Introducing a rights lens to landscape restoration
Ensuring that governments fulfil their fundamental role as the arbiters of such “fair” mechanisms is at the heart of the Voluntary Guidelines on the Responsible Governance of Tenure, which were endorsed by the Committee on World Food Security (CFS) in 2012. The spirit of the VGGT is evoked in Sierra Leone’s recent customary land rights legislation, which aims to empower local communities to make decisions on how their land is managed, with specific provisions to ensure that women and other marginalized groups are involved in such processes.

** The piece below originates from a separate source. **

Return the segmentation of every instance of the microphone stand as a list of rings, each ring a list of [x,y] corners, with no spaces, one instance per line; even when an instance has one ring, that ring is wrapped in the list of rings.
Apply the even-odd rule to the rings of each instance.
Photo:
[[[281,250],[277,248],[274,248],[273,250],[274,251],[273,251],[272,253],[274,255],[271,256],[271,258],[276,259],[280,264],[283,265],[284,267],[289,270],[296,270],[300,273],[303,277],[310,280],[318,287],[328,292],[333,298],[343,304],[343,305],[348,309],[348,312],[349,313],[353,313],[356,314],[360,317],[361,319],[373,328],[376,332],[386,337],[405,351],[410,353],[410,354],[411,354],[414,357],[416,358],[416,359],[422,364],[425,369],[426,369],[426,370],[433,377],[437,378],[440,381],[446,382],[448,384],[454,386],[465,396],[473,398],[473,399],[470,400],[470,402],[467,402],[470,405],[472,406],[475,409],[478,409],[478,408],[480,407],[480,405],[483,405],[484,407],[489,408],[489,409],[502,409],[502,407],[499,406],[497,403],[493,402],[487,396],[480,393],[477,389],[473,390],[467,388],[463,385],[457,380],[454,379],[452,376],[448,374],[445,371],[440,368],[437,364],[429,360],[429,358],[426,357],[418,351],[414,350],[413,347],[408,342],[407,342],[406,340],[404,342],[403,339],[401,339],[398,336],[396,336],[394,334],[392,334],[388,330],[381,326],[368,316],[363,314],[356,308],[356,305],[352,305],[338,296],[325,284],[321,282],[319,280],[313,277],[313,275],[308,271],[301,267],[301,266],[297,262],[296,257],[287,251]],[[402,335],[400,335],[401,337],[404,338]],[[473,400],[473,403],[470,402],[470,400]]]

Representing one of the civil society networks that pushed for the legislation, Namati Sierra Leone Country Director Sonkita Conteh started by describing the impact of decades of large-scale land-based investments that have “trampled on the land rights of local communities and destroyed critical ecosystems.” Among important provisions, he outlined the intention of the new legislation to:
Ensure that customary tenure rights are documented and formalized
Mandate communities’ right to free, prior informed consent in all forms of land investments
Incorporate all environmental license conditions into community land lease agreements, allowing communities to take legal action for any infringements
Eliminate the artificially low value placed on communal land, hence enabling communities to negotiate for fair financial compensation for forgoing the use of their land.
Conteh concluded by stressing the importance of political will to harness the full potential of this milestone legislation. If successfully implemented, he added, Sierra Leone could truly exemplify how to redress the imbalances between “landscape, rights, and investment.”
Investing in “shared value”
In his proposal for a new economic model built around the equitable distribution of land and natural resources, ‘Land: A new paradigm for a thriving world,’ Martin Adams (2015) observed that while it is infeasible for us to share every aspect of nature with one another, it’s entirely possible “to share the monetary value that human beings assign to nature.”
The final segment of the session explored how to incentivize investments in sustainable land management at the local level. Manitrala Rasoanaivo, a forestry and ecosystem restoration expert from Madagascar, stated that to change mindsets it is important to first understand the needs of both agricultural producers and consumers. For small-scale land users in particular, she emphasized the importance of structured support, such as climate-indexed insurance, and strengthening institutions responsible for overseeing land investments.
Alidou Takpara, APIC NGO, Benin, stressed that land users will only invest in sustainable land management if they have certainty that they will have continued access to their land in future. He said that without clear agreements between forest management authorities and community institutions the result will be a zero-sum game in which neither livelihood needs nor environmental conservation goals will be achieved.
Wrapping up the discussions, Jes Weigelt, TMG, noted the session had helped advance the discussion on climate justice beyond the focus on historic emissions and loss and damage, by shedding light on “the distributional aspects attached to net zero policies.” He stressed that a clear case had been made that without recognizing the legitimate rights of community land stewards there can be no just transition to LDN, carbon neutrality or biodiversity conservation. He described the UNCCD decision to recognize the VGGT as a “huge step” towards reconciling tenure rights and landscape restoration, and welcomed the many practical ideas shared on how to achieve this transition, which is equally relevant for the other Rio Conventions. He stressed, however, that a lot still needs to happen to optimize the interplay between “what communities can and must do and what states do to create an enabling environment.”
TMG and partners will continue this conversation at diverse upcoming sessions exploring the land-food-climate nexus, including the Committee on World Food Security (CFS 50) and the UN Climate Change Conference (COP 27).